The rest of the day I think how thankful I am for fifty years of this brother, years of fistfights and basketball and stealing shirts from each other and mud and laughter and surfing and postcards and first terrible little goat beards and banging shoulders in the kitchen with our other brothers and picking on our mom as she piped imprecations, and silly gifts and awkward conversations and unbelievably deep conversations, and digging cars out of the snow, and taking each other for granted until we didn’t, and awkwardly holding hands while praying at funerals, and bobbing each other’s kids on our knees, and a thousand thousand other things.

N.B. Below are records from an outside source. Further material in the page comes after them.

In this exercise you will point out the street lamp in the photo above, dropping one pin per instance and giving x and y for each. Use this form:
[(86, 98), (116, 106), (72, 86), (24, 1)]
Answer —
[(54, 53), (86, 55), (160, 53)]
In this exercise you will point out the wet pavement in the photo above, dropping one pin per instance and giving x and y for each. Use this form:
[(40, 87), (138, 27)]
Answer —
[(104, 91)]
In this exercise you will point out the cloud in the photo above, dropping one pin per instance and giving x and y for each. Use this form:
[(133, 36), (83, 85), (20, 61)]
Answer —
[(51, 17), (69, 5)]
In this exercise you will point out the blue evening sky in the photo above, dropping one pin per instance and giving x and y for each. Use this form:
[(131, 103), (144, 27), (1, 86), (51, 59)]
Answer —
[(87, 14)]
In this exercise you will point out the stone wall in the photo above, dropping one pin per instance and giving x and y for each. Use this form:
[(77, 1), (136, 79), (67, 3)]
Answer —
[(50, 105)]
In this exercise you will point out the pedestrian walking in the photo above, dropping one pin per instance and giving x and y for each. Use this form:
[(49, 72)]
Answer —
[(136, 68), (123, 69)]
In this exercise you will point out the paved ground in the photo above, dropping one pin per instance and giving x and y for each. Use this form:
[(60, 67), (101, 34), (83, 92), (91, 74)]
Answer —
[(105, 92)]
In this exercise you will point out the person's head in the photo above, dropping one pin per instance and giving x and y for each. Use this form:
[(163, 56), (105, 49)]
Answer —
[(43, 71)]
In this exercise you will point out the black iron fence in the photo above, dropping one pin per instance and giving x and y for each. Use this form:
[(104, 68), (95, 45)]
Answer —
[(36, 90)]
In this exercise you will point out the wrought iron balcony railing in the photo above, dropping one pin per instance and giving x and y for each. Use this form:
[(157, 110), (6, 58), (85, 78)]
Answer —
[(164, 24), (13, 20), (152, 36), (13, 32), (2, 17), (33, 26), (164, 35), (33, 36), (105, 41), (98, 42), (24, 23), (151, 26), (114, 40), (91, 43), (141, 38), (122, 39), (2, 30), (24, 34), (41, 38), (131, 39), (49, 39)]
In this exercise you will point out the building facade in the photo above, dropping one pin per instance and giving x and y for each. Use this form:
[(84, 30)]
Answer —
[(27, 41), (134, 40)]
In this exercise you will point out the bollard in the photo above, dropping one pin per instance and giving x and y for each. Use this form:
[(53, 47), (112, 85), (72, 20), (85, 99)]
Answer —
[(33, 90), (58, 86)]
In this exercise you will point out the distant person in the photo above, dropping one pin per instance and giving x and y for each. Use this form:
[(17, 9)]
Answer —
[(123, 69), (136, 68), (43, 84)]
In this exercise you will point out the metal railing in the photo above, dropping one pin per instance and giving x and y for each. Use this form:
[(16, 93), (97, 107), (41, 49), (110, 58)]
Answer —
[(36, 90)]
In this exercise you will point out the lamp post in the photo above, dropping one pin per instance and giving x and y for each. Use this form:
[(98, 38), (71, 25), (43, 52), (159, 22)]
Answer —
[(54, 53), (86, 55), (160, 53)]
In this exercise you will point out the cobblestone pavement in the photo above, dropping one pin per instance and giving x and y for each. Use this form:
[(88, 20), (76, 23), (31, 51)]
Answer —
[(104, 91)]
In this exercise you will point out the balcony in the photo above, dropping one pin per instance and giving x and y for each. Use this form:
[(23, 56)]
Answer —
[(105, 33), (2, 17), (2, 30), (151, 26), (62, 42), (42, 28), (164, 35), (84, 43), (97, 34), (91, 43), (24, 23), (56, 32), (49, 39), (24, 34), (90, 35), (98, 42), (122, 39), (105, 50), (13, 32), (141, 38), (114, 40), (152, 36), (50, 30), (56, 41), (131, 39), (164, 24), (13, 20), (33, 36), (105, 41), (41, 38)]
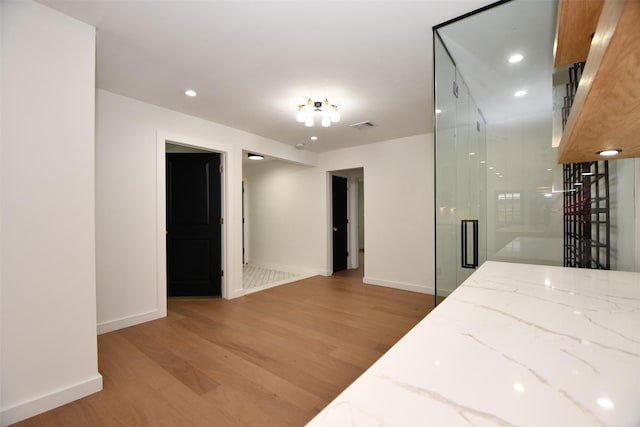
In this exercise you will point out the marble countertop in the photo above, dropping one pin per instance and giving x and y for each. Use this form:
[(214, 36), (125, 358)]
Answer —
[(514, 345)]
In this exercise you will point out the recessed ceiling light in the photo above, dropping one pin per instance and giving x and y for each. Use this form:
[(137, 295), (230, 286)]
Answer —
[(515, 58), (609, 153)]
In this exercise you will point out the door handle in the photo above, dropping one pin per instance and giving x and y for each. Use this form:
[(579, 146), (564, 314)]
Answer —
[(464, 241)]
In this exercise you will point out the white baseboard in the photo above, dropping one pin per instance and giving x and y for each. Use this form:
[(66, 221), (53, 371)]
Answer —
[(50, 401), (125, 322), (399, 285)]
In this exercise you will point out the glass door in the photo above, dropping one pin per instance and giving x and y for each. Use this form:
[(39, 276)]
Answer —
[(460, 159)]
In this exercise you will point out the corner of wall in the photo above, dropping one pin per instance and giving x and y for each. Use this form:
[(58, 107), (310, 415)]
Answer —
[(50, 401)]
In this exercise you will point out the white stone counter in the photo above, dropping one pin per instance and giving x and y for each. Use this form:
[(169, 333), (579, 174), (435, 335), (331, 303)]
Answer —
[(514, 345)]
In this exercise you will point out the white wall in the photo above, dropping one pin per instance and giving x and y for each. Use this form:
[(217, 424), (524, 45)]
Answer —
[(623, 205), (130, 141), (398, 209), (285, 216), (47, 264)]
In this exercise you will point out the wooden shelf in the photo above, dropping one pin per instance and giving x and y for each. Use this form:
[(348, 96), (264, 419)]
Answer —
[(606, 109), (577, 22)]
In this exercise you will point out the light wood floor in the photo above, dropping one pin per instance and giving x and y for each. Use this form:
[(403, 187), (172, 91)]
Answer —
[(273, 358)]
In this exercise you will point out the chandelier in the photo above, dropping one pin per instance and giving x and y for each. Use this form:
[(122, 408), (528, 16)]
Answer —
[(327, 113)]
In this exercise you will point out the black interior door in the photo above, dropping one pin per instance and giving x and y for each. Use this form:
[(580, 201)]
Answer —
[(194, 254), (340, 221)]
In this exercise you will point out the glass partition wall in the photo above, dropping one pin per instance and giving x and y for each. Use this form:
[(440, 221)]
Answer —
[(460, 176), (499, 187)]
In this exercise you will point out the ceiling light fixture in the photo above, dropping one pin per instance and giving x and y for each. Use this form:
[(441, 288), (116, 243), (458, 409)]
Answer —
[(609, 153), (328, 113), (515, 58)]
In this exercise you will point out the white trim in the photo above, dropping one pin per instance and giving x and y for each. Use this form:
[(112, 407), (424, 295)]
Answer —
[(125, 322), (352, 236), (50, 401), (399, 285), (637, 212)]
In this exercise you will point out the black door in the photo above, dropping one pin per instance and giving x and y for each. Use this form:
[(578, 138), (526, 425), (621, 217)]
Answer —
[(194, 255), (340, 221)]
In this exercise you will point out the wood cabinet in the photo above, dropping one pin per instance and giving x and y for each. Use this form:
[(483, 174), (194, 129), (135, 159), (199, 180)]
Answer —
[(606, 110)]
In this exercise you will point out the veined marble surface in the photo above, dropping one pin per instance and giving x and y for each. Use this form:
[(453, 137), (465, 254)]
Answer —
[(514, 345)]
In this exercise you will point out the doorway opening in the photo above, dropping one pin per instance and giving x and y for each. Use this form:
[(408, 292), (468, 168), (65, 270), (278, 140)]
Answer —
[(274, 202), (346, 215)]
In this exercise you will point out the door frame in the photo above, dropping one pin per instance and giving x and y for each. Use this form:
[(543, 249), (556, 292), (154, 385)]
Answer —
[(352, 215), (161, 214)]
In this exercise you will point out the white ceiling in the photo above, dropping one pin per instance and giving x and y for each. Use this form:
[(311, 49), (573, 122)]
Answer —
[(253, 62), (481, 45)]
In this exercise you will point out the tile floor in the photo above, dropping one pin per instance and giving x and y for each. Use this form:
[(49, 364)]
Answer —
[(257, 277)]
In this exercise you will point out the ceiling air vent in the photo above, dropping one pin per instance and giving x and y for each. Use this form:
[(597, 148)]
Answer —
[(362, 125)]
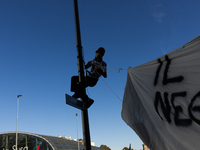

He stood up recently, tall and gaunt and fragile and illuminated, at our family reunion, and he said quietly that he loved us with a deep and inarticulate love, and that he was who he was because of us, and nothing in life ever made him so happy or so proud as to be milling around jostling with all of us, nothing, and if he had never been very good at saying that to us, he was sorry, but he felt that way most powerfully and deeply, and this was the time to say it, wasn’t it? Which it certainly was. Which it certainly is. And all day I have thought this: Why do we not tell each other every hour that we love each other? Why is that? Because we should. Maybe right now, right after this sentence ends.
Dear Lord, You have graced and blessed and inundated us with more gifts and glories than we can ever count, but the greatest of these is those we love. Thank You.